If elected, Vogel would be the second Gen Z member of Congress after Rep. Maxwell Frost (D-FL) was elected last year. He said young people should have a “seat at the table” in making decisions that could impact them for the rest of their lives.
“It’s not just about bringing a Gen Z perspective,” Vogel said. “There is an entire generational perspective that’s missing right now in Congress as these life changing decisions are being made.”
Vogel said he believes service is “instilled” within GW’s values, which were further cemented in classes that helped him realize his drive to serve. He added that the best education he received was not from GW or Harvard but from his experience in the legislature where he got hands-on involvement in Maryland communities.
“The experience that I’ve had getting involved in community service in the community, right, with people in the community, that has really been the best education that I’ve had,” Vogel said.
Vogel said he has always felt the need to help his community, recalling his time at GW as a senator in the Student Association.
“I really joined student government when I was here because that same idea of service and wanting to give back,” Vogel said.
In January 2018, 22 of the SA’s 29 senators voted to remove Vogel from the senate for missing committee meetings.
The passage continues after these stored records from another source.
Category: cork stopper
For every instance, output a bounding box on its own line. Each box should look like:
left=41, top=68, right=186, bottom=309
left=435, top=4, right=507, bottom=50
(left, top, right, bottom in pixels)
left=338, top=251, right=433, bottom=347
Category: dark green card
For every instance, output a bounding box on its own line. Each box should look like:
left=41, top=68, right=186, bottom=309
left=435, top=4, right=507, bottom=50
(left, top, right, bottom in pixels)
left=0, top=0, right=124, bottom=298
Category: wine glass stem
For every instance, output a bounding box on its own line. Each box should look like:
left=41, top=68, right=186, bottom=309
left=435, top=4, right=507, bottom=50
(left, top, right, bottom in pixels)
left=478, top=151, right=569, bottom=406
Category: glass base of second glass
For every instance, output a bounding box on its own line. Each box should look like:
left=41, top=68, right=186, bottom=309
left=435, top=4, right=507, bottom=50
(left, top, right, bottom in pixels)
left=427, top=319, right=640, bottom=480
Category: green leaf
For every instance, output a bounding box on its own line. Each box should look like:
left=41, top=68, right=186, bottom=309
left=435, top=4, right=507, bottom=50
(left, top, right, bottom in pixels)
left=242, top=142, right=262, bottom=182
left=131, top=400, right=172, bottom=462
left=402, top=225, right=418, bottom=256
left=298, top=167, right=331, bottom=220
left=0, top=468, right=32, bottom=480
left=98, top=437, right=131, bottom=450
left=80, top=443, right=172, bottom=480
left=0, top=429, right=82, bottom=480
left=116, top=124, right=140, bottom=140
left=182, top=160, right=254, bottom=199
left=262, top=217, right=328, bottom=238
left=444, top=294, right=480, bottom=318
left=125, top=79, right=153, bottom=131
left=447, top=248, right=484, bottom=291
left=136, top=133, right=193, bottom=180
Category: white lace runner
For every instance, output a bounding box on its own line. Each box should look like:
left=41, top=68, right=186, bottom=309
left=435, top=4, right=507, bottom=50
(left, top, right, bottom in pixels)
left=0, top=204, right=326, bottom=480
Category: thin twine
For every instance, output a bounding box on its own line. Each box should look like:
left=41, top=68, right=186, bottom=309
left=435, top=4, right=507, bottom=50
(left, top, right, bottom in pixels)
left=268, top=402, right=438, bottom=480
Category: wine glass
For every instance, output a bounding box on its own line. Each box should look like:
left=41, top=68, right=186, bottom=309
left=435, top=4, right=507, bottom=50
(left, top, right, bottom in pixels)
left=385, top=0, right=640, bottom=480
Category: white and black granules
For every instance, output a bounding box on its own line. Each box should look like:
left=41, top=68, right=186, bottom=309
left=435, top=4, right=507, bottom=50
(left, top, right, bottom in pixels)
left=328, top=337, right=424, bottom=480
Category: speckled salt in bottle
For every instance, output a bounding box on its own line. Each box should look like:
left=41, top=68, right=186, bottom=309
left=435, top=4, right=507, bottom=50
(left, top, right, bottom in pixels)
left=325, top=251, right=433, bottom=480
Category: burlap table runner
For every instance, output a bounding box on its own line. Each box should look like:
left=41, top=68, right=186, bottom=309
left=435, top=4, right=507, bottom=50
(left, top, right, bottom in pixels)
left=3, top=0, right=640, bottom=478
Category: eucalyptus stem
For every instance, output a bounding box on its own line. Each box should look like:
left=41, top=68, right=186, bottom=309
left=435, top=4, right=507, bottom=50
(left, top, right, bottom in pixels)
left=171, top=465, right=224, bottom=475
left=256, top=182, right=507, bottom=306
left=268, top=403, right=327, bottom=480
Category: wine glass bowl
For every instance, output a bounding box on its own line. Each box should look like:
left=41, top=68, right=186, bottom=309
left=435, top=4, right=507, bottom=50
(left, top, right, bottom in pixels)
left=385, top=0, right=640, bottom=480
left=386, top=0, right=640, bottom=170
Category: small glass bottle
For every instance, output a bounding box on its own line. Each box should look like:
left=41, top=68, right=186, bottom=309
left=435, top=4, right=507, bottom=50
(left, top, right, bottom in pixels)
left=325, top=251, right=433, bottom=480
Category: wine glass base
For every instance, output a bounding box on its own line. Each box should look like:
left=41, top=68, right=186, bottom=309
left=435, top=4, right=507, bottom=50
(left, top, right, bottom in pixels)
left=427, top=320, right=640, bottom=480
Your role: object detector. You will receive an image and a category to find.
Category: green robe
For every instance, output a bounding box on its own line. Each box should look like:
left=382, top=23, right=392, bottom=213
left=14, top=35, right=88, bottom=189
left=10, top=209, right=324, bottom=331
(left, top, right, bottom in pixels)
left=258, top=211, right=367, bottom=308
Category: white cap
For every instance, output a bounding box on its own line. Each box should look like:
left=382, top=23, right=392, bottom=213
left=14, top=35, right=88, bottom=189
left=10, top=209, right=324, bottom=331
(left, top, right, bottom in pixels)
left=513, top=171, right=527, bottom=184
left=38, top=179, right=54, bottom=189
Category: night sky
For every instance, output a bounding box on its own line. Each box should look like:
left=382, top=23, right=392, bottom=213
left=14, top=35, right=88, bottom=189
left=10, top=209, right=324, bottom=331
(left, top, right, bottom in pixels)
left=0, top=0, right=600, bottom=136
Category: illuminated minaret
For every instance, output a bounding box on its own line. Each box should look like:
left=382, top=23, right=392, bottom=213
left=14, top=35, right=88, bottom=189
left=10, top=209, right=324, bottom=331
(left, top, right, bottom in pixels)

But he said he believed the impeachment was related to his leadership in the GW Together movement, which rallied against the Boycott, Divestment and Sanctions Movement, an initiative to end international support of Israel.
“It’s something that I think has in some ways been seared in my memory, right,” Vogel said. “But I try to think fondly about the impact that I was able to make.”
One moment Vogel recalls he was proud of during his time in the SA was organizing with other SA members to raise money to support Houston-area students and their families who were affected by Hurricane Harvey in 2017.
“I’ve always been someone that’s really cared about making an impact, in part by electing leaders who share my values,” Vogel said. “That’s what I did for most of my time here at GW, and I think that also laid the foundation for the work that I’ve been able to do since.”